Update your feed – Even if you're just archiving the really shit photos that've been clogging up your grid, a clean Insta feed is like a clean room: nothing feels better.

Paint your nails – Everyone looks slightly cleaner with painted nails. Even just washing your hands for once in your grubby life would probably help.

Buy yellow socks and wear them everywhere – I'm not sure why, but I just feel like nice, cheerful girls are always wearing yellow socks.

Purchase a yoga mat to position in the background of selfies – As long as it's there, it looks like you're using it. #HACK

Dye your hair with $3 box dye – Hair dye can be expensive af, but it can also be life changing. Get your friend drunk, shove the dye in her hands and force her to do it for you.

Steal some of your sister's/friend's clothing – The new #look doesn't actually have to be all yours. What are you? A Queen?

Part your hair a different way – Everyone looks like a completely different human with a middle part. Not always in a good way, but at least it's different.

Get a tattoo – You miiiight regret it in the future, but at least you'll feel different in the meantime.

Delete everything off social media – If updating your apps fails, you can always go off-grid. People will imagine you're having fun without them even though you're just doing the same shit as always.

Drink more water – Apparently this actually works and it takes literally zero effort. You may just have to wake up more often to pee.

Dump that shitty guy you're seeing – It'll take two minutes and you'll lose about 160 pounds.

Buy a new coat – It's the only bit of your clothing anyone is seeing in this weather anyway — let's be real.

Buy yourself new underwear – Everyone is more confident in new underwear — even my dog.

JUNE – self-portrait feat @yumnaaa ?

A post shared by Lonely Lingerie (@lonelylingerie) on Nov 7, 2017 at 10:31pm PST

Start posting about bands you don't listen to – There's nothing cooler than a cool girl who's into cool shit. They don't need to know.

Stop giving ANY fucks at all – The new-new is to not care about what's new-new. I think? Don't quote me on this. I'm not a journalist, damn.

Buy some crystals – That shit HEALS.

Start using chapstick – Smooth lips can change a girl.

Get a free makeover from Sephora – And then take a profile picture before that shit all melts off.

Finally learn your angles – If Kylie can do it, you can do it.

Start sucking in your cheeks in photos – Actually, just suck it all in.

Get a waist trainer – Better than a life coach.

Post a bunch of flat lays – And then pretend to be an Instagram influencer. No gods, no masters.

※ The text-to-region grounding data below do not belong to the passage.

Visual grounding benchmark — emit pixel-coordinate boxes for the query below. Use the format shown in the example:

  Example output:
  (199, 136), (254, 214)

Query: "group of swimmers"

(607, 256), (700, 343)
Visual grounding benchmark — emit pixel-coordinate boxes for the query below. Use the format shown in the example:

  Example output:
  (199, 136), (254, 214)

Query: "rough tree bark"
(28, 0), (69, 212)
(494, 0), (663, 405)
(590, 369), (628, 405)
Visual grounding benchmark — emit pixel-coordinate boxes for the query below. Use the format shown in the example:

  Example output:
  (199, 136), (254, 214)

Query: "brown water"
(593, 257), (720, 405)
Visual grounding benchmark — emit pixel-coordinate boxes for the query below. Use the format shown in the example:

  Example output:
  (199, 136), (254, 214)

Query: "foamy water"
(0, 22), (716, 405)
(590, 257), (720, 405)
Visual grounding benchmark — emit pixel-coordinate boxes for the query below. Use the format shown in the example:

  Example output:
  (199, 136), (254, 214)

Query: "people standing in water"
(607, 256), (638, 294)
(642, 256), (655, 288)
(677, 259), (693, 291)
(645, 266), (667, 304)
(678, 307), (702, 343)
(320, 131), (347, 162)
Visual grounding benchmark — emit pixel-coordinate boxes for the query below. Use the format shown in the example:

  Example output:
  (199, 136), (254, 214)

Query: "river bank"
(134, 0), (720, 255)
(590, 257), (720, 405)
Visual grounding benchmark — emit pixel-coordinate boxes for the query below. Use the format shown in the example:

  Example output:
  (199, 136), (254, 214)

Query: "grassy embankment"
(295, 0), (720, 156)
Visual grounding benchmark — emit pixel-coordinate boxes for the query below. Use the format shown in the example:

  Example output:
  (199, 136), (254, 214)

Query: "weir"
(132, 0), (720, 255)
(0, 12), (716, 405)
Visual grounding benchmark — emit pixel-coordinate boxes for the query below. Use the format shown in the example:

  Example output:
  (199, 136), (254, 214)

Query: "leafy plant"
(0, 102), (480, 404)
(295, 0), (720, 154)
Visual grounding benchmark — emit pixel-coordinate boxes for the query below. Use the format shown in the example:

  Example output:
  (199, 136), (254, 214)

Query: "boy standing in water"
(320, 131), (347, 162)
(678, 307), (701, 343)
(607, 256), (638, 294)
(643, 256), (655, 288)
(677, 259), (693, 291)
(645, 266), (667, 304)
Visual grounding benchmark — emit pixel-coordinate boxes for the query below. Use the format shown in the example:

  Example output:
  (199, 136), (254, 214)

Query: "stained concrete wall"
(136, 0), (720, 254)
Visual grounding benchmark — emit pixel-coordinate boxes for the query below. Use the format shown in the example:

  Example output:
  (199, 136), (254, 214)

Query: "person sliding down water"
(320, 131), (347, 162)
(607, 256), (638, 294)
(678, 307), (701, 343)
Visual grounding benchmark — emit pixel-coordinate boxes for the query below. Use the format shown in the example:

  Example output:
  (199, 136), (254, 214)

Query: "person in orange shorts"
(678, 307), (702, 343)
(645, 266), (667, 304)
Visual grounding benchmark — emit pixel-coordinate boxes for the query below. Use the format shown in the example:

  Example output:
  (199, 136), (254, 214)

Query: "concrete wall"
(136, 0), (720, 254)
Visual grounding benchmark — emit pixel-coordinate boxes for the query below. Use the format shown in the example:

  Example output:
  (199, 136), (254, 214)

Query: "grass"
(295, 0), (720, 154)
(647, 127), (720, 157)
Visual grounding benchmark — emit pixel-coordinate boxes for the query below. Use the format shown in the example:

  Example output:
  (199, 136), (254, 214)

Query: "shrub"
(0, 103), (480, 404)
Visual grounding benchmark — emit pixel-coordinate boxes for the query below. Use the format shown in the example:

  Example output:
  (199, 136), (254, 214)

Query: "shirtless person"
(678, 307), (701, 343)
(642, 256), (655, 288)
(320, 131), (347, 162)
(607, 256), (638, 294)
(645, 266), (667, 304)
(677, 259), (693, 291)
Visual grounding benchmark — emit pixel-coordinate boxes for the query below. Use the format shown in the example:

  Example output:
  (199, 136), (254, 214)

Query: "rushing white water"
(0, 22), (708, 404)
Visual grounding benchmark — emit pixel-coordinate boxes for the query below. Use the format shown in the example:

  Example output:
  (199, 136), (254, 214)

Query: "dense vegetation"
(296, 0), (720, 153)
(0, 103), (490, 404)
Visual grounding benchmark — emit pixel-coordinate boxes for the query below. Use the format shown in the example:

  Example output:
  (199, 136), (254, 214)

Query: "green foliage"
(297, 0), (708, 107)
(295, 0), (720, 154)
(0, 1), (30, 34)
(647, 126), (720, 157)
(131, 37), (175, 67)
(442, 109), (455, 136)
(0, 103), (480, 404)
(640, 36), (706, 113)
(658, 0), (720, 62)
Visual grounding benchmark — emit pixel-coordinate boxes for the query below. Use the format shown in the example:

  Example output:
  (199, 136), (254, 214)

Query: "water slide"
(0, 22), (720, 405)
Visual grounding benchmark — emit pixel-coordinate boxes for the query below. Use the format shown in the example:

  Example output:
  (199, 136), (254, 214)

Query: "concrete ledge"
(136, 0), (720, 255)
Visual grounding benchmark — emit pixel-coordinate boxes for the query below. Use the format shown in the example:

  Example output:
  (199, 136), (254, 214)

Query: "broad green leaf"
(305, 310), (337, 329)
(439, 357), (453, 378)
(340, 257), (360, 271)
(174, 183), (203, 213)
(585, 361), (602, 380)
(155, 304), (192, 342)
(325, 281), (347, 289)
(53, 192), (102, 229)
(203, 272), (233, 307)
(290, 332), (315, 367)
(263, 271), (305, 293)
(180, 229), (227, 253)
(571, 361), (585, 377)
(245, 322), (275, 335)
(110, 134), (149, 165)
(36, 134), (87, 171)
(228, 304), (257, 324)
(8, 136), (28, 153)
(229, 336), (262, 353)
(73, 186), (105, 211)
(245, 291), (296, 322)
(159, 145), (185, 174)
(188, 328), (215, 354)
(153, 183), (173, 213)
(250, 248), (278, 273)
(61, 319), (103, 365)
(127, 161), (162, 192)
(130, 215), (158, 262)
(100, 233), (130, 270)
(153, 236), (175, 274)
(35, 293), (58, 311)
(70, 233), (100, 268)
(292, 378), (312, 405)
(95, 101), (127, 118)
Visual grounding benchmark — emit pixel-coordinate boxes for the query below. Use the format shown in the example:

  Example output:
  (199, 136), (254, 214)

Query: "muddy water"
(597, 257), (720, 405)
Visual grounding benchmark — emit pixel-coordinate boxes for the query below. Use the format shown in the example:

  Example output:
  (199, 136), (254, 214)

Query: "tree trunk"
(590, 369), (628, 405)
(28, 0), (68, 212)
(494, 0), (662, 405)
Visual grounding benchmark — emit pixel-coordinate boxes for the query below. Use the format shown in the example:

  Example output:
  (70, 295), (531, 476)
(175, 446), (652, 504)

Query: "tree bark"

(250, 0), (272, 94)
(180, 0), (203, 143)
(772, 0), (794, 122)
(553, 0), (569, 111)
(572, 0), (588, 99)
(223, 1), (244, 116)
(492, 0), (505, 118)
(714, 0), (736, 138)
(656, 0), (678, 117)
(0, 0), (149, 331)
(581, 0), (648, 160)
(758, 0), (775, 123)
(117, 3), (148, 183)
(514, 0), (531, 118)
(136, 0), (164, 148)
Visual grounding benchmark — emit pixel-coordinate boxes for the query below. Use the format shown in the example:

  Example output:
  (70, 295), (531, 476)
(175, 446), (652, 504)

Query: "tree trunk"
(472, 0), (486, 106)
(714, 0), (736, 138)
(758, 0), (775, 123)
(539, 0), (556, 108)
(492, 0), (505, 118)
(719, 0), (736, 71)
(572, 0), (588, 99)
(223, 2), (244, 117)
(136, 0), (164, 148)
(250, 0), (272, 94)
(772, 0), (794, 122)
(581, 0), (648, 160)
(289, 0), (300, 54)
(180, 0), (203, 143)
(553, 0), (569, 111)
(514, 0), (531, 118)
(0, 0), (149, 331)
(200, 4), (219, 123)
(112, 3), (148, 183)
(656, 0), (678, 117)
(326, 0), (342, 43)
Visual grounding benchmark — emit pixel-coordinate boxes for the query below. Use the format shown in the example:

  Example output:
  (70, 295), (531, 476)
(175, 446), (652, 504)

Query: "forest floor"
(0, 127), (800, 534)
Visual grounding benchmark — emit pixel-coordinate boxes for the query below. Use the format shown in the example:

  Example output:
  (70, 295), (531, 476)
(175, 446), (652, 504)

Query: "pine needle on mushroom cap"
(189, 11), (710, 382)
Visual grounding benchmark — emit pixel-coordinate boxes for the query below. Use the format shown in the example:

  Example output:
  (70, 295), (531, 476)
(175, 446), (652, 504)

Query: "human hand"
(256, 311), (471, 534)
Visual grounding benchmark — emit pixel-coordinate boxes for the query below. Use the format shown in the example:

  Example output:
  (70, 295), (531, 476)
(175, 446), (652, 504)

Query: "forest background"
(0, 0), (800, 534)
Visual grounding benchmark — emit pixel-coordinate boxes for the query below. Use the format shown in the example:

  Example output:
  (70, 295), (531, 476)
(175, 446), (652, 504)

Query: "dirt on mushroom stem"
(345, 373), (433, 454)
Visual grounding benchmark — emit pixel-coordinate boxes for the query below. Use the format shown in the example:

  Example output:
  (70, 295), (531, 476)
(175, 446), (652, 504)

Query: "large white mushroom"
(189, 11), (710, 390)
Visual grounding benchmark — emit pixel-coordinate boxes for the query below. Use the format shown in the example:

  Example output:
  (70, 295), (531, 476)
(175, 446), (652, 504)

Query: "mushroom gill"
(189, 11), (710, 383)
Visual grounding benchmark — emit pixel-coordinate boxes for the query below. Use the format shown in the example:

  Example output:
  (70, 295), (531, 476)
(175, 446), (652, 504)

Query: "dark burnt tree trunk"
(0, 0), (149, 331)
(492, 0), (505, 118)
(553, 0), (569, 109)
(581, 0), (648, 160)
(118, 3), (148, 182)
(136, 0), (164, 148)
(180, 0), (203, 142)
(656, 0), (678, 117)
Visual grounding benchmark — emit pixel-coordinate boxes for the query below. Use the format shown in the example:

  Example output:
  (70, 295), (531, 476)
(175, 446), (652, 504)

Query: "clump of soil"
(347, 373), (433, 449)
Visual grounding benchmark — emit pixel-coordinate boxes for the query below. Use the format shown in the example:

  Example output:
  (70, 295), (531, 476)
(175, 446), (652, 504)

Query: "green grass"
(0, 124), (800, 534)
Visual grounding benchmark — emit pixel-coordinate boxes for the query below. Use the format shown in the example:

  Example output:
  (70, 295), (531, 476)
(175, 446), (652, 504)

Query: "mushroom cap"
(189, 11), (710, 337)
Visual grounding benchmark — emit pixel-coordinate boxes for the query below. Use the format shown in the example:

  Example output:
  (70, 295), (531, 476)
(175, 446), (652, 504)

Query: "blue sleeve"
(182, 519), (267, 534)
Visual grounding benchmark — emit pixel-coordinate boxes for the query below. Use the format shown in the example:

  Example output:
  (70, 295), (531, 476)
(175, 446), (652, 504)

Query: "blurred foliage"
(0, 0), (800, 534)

✖️Fridays are fueled with the ultimate early morning kick-starters✖️

A post shared by N I C O L E B A R C L A Y (@nicoleebarclay) on Dec 21, 2017 at 12:14pm PST

Start going to the Local Lit Places – Every town has at least one okay bar you can hit to make it look like you still go out and enjoy things.

Re-decorate a small corner of your room – Move your empty chip bags to another corner and get some white Christmas lights. They change any mood.

Buy a bunch of smart books – As long as they look worn you don't have to read them.

Post a pic with your hot cousin – Nobody has to know you're related.

Snap a photo of your cigarettes in the trash – And then dig them right the fuck out. You're not made of money, you know.

Stop drinking – LMAOOOOO chill I'm kidding.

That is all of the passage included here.